Por fim, se em todos estes potenciais contextos estão rodeados de pessoas desinteressantes ou com quem não se identificam, resta mesmo procurar outros contextos onde se inserirem. Sem isso fica complicado.
5- Iniciativa
Eu sei que isto é um celeuma para muitos. Não sei se por introversão, timidez ou medo da rejeição, mas há muita gente que fica no seu cantinho à espera de uma abordagem de outra pessoa, ou de um convite para fazer alguma coisa. Quero que saibam que vocês podem simplesmente tomar a iniciativa das coisas. Há um filme que querem ver no cinema; há uma nova exposição no museu de arte local; há bola em direto no café central? Porque não perguntar a alguém se quer ir convosco? Acreditem que muitas vezes a resposta vai ser sim e, quando for não, a pessoa vai ter pena de não poder ir porque já tinha outros planos. Isto é daquelas coisas que pode custar um pouco ao princípio, que pode parecer ir contra a vossa natureza, mas que se torna muito fácil com a prática. Aqui usei planos como exemplo, mas enviar uma mensagem primeiro também é uma iniciativa que se toma. Não podemos ficar só à espera que a vida nos aconteça - também temos de fazer por a vida nos acontecer.

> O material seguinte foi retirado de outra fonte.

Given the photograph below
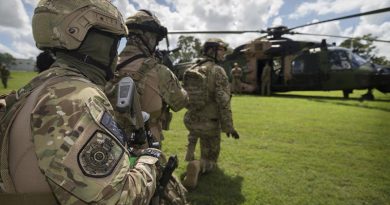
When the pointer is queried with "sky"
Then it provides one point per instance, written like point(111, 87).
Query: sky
point(16, 32)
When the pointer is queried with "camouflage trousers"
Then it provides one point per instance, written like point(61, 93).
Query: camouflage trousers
point(236, 85)
point(208, 131)
point(174, 194)
point(210, 147)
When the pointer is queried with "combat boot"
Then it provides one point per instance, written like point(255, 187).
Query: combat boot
point(191, 179)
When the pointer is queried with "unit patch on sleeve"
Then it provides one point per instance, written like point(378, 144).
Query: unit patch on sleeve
point(100, 155)
point(109, 123)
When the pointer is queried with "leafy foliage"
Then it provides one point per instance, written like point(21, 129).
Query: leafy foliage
point(363, 46)
point(190, 48)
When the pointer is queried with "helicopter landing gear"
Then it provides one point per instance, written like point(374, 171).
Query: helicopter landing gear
point(368, 95)
point(346, 93)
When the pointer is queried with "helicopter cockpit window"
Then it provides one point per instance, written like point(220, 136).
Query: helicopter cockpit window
point(297, 66)
point(339, 60)
point(357, 60)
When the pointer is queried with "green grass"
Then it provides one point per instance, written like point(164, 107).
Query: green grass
point(17, 80)
point(295, 148)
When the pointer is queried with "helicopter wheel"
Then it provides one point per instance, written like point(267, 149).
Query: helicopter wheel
point(368, 95)
point(346, 93)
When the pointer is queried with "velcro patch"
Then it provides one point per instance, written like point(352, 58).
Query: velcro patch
point(109, 123)
point(100, 155)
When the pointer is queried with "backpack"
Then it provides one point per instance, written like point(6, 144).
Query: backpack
point(195, 81)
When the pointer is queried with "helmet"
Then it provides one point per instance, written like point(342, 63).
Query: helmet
point(145, 20)
point(64, 25)
point(213, 43)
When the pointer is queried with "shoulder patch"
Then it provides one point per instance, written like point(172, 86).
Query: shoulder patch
point(100, 155)
point(109, 123)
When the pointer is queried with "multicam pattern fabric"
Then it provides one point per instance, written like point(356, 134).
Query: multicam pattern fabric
point(155, 84)
point(206, 124)
point(217, 114)
point(64, 123)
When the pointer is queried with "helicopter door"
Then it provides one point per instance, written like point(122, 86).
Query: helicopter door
point(305, 72)
point(342, 72)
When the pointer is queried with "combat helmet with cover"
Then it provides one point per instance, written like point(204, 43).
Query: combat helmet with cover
point(58, 25)
point(65, 24)
point(145, 20)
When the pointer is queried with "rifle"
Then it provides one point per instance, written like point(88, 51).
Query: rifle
point(169, 167)
point(142, 135)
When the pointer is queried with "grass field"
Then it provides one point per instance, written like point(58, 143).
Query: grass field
point(295, 148)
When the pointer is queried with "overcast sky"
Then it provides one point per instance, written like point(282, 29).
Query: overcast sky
point(16, 36)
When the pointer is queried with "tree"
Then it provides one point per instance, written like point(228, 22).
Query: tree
point(6, 58)
point(190, 48)
point(363, 46)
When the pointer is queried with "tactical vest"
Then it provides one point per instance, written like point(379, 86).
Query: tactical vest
point(144, 74)
point(15, 121)
point(196, 83)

O que me leva ao último ponto:
6- Querer
Acho que, muitas vezes, as pessoas só querem as coisas no abstrato. Vêem um episódio de Friends e pensam, “que fofo seria ter um grupo de amigos assim,” mas não pensam na parte em que 4 daqueles 6 amigos vivem no mesmo andar e um quinto vive no prédio em frente - voltamos à questão da proximidade geográfica. Também não pensam que conviver frequentemente com um grupo de amigos exige esforço. Sem a Monica, aquele grupo só se encontraria no café. A casa dela é que está sempre aberta, há sempre comida e bebida, espaço no sofá e coisas para ver na TV. Bastava a Monica não querer ser o coração daquele grupo de amigos e Friends teria um terço dos episódios.

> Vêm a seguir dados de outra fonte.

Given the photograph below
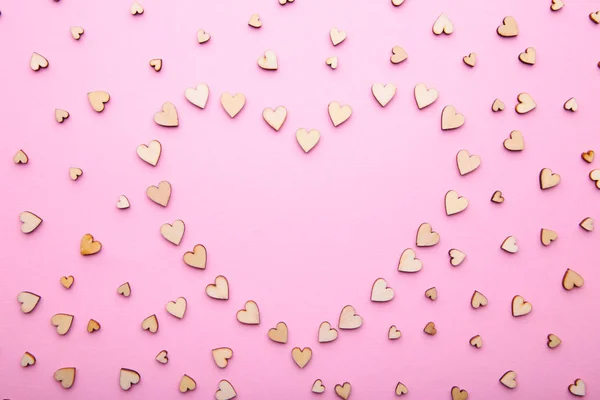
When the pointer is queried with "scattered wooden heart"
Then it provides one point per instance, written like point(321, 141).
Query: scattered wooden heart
point(301, 356)
point(249, 315)
point(349, 319)
point(520, 307)
point(327, 333)
point(159, 194)
point(89, 246)
point(380, 292)
point(279, 333)
point(177, 308)
point(62, 322)
point(128, 378)
point(509, 379)
point(221, 355)
point(572, 279)
point(150, 324)
point(219, 290)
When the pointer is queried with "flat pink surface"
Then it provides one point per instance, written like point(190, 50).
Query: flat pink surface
point(301, 234)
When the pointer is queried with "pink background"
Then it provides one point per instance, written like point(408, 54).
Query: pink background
point(301, 234)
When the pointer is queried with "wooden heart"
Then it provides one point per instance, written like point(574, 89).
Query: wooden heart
point(349, 319)
point(383, 93)
point(89, 246)
point(128, 378)
point(380, 292)
point(177, 308)
point(338, 113)
point(520, 307)
point(249, 315)
point(220, 290)
point(275, 118)
point(62, 322)
point(301, 357)
point(279, 333)
point(327, 333)
point(160, 194)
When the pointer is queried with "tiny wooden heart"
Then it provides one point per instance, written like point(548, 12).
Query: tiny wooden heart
point(89, 246)
point(249, 315)
point(451, 119)
point(177, 308)
point(327, 333)
point(349, 319)
point(62, 322)
point(160, 194)
point(301, 356)
point(520, 307)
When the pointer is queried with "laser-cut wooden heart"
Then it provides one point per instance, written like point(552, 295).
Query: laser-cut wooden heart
point(383, 93)
point(173, 232)
point(279, 333)
point(29, 221)
point(250, 314)
point(327, 333)
point(62, 322)
point(98, 99)
point(221, 355)
point(233, 104)
point(160, 194)
point(89, 246)
point(219, 290)
point(301, 356)
point(275, 118)
point(520, 307)
point(451, 119)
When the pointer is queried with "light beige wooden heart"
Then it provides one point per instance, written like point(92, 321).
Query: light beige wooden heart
point(338, 113)
point(478, 300)
point(198, 96)
point(526, 103)
point(275, 118)
point(443, 25)
point(177, 308)
point(173, 232)
point(337, 36)
point(520, 307)
point(233, 104)
point(515, 142)
point(268, 61)
point(426, 236)
point(380, 292)
point(307, 139)
point(88, 246)
point(548, 179)
point(128, 378)
point(250, 314)
point(451, 119)
point(279, 333)
point(167, 116)
point(29, 221)
point(221, 355)
point(301, 356)
point(424, 96)
point(220, 289)
point(98, 99)
point(65, 376)
point(225, 391)
point(455, 203)
point(150, 324)
point(38, 61)
point(62, 322)
point(28, 301)
point(160, 194)
point(327, 333)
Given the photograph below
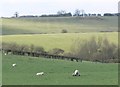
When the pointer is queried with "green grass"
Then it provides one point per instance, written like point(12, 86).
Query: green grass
point(57, 72)
point(57, 24)
point(63, 41)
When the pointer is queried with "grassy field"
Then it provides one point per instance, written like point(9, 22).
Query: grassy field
point(57, 24)
point(63, 41)
point(57, 72)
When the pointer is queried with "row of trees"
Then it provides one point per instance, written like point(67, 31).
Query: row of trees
point(63, 13)
point(25, 48)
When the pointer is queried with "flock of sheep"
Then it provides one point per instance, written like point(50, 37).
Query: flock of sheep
point(75, 73)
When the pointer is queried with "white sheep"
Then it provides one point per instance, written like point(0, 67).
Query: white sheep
point(14, 64)
point(5, 53)
point(40, 73)
point(76, 73)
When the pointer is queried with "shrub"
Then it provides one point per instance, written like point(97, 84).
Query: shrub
point(64, 31)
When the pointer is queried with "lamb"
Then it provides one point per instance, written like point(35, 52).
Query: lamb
point(40, 73)
point(14, 64)
point(76, 73)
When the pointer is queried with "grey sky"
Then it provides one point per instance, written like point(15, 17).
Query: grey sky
point(38, 7)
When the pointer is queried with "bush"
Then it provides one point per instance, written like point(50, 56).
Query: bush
point(56, 51)
point(64, 31)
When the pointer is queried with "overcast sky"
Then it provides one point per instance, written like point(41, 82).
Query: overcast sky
point(38, 7)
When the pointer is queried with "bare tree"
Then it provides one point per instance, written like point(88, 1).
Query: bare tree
point(16, 14)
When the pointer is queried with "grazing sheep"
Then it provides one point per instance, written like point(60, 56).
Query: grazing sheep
point(14, 64)
point(40, 73)
point(76, 73)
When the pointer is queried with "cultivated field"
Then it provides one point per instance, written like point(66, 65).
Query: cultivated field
point(57, 24)
point(57, 72)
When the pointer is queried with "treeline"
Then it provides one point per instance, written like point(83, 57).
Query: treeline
point(95, 49)
point(69, 15)
point(58, 15)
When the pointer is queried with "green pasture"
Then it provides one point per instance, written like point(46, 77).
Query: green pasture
point(57, 72)
point(57, 24)
point(63, 41)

Muitas pessoas queixam-se que não têm amigos ou não conseguem fazer amigos, mas será que querem realmente? Será que querem interromper um serão para ouvir falar mal de um namorado? Será que querem tirar tempo do dia para ir a um hospital ou a um velório? Será que querem correr o risco de uma atitude ou fala do amigo as magoar? Nem é preciso ir tão longe: será que querem o suficiente para trocar números de telefone com um colega de trabalho ou alguém que conheceram num evento social aleatório? Será que querem o suficiente para mandar uma DM numa rede social ou para combinar um café? Será que querem mesmo fazer amigos ou querem só que uma Monica as escolha e tenha ela o trabalho de erguer dali uma amizade?
Ficam estas questões para pensar. Claro que há muitas variáveis e não tenho dúvidas que pessoas extrovertidas têm mais facilidade nestas áreas, mas amizade não é um monopólio da extroversão. Há que começar por algum lado e se estão a sentir que precisam de pessoas novas na vossa vida, que este texto vos sirva de sinal para seguir em frente e arriscar.


Excelente texto!
Acha que há diferenças entre mulheres a fazer ou criar amizade com outras mulheres e homens a fazer amizade com outros homens, ou será mito?